California corrections officials sought the external review after the state inspector general reported last year that High Desert State Prison guards had created a "culture of racism" and engaged in alarmingly frequent use of force against inmates.

The Association of State Correctional Administrators found little evidence of overt racism, but plenty of other problems at the maximum security prison housing about 3,800 inmates near Susanville, nearly 200 miles from Sacramento.

Employees view themselves as united in a two-front battle against some of the state's toughest inmates on one side and a distant, disconnected state bureaucracy on the other, according to the report provided to The Associated Press.

The report blames a lack of communication and leadership at the prison, which has had 15 wardens in its 21 years of existence — five in the last 18 months.

That "has left the staff without a clear sense of direction, and in particular unaware of the change toward rehabilitation in the department's mission," says the report. "In their view, efforts to rehabilitate inmates of the type housed at HDSP, who they view as little more than wild animals, are both futile and dangerous."

Guards rarely interact with inmates unless violence erupts, tacitly allowing illegal activities like gambling among inmates as a way of keeping the peace, the review team found.

"It was as if the officers and the inmates had reached an agreement. 'You can do your thing, and we'll do ours, so long as you don't get violent,'" the reviewers wrote. "Viewing inmates as dangerous animals, the officers do little to prevent violence but rather keep their distance waiting for it to occur.
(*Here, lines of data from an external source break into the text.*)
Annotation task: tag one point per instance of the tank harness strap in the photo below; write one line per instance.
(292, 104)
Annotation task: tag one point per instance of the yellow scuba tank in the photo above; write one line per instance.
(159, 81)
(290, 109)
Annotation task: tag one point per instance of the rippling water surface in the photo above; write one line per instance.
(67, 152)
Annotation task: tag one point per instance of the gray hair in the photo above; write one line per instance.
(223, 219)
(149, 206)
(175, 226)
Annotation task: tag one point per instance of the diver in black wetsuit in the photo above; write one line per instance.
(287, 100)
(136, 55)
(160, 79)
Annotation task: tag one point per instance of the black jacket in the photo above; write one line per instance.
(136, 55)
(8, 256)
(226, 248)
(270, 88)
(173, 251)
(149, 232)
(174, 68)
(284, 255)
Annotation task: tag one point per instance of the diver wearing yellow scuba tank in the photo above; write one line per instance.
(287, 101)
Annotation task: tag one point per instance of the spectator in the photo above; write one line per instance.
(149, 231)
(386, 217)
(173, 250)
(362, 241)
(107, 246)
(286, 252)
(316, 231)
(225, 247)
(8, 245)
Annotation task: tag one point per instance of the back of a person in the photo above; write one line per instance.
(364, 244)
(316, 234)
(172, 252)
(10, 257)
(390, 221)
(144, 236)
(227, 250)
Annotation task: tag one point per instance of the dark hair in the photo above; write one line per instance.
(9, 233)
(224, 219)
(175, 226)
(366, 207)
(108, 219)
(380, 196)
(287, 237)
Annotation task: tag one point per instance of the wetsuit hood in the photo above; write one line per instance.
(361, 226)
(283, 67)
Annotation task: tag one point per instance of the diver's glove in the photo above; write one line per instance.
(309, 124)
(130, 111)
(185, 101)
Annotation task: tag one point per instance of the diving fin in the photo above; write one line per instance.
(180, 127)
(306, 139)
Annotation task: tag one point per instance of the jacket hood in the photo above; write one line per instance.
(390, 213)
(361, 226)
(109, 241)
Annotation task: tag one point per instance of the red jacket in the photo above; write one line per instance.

When it does occur, which it does almost daily, they react quickly en mass to suppress it with force."

Nichol Gomez, a spokeswoman for the California Correctional Peace Officers Association, which represents most prison guards, said Friday that the union was reviewing the report and she could not immediately comment.

Employees of all races denied the institutionalized racism described by the inspector general.

Minority inmates denied being addressed with racist language, though they believed they were victims of discrimination. Reviewers found white inmates were disproportionately assigned to skilled jobs, while Latinos were underrepresented. Black inmates were disproportionately likely to face discipline and use of force.

"They found all the same statistical disparities that we did," said Shaun Spillane, a spokesman for the inspector general's office. He said his agency examined different things than did the latest review.

Don Specter, director of the nonprofit Prison Law Office that represents inmates, said his law firm's investigation last year found that inmates were often subjected to racist comments.

"It's incredibly difficult for the Department of Corrections to rehabilitate prisoners when at least some of the staff have those kind of comments — suggesting that the prisoners are not human or, even milder, not fit for rehabilitation," he said.

Corrections Secretary Scott Kernan ordered the nearly $188,000 report in March.

The department "recognizes there is good work being done by our staff at High Desert State Prison under difficult circumstances, and will continue to strive for improvements," he said in a statement, adding that, "Our overarching goal is to ensure safety for everyone and to promote rehabilitation in support of public safety."